What you do in your bedroom may no longer be free from legislation. A recent survey found widespread support for “bedroom touting,” where people buy more tickets than they need and then sell the ones they won’t use over the Internet.

Nine out of ten people reported that they wanted the right to buy and sell tickets to concerts and sports events on the open market, according to the poll carried out by eBay. The poll was conducted in response to growing pressure from the entertainment industry for changes in online ticket reselling laws.

Complaints are that online resellers make it harder for genuine fans to get tickets at an affordable price. The belief is that the tickets are bought up in mass and then appear immediately online at inflated prices. This practice is not illegal in most areas, as many states have specific laws that are geared toward limiting resale without completely banning it.

In a survey carried out by ICM Research, 87 percent of people said they should be able to resell tickets. Eighty-four percent believed that a ticket was their private property and that they should have the right to buy and sell it.

EBay’s claim is that fans want the right to resell.

Charles Coney, a spokesman for eBay told Telegraph.co.uk that “People clearly believe sport, theatre, music or concert tickets should be treated like any other consumer good. If you have bought and paid for it, you should be allowed to resell it.”

The company also says that their customers are genuine fans who have too many tickets. As there is little recourse for someone who wishes to return a ticket once it is purchased, fans that may not be able to attend an event are left with no choice but to resell, or lose their money. The ICM survey found that nearly half of people who tried to secure a refund found it “impossible.”
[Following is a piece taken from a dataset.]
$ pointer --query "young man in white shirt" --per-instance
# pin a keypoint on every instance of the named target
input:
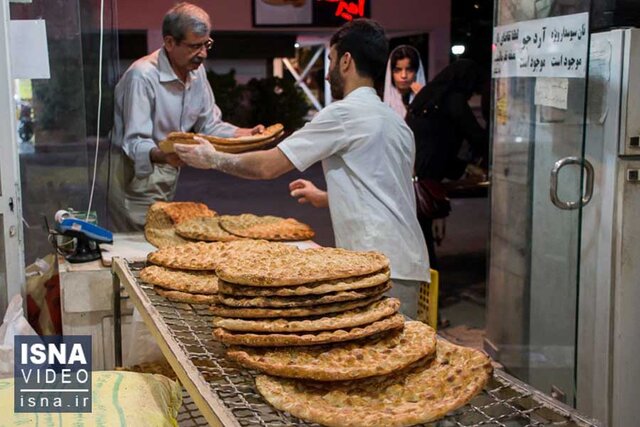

EBay accuses venues of not making enough tickets available. Age-old practices of saving the best seats for corporate sponsors, company perks and loyalty schemes are some of the reasons that fans cannot obtain tickets and also why they sell out so quickly.

“Very often only a very small proportion of tickets are actually made available to the public,” Coney continued.

Another reason that tickets are selling so fast is that the business of ticket buying has moved from slow moving lines in front of box offices to the swift-flying Internet. Some people use their phone to make the purchase, but the vast majority of purchasers need only click a few buttons to quickly complete their sale.

Whether the availability of these tickets is due to venues and promoters with-holdings or because of blocks being snatched up when they go on sale, the free market reigns. Trying to enforce laws that govern an industry that is fast transcending state lines and exists in a virtual reality is a daunting task. But the majority is in support of free enterprise, and the market will dictate what consumers want.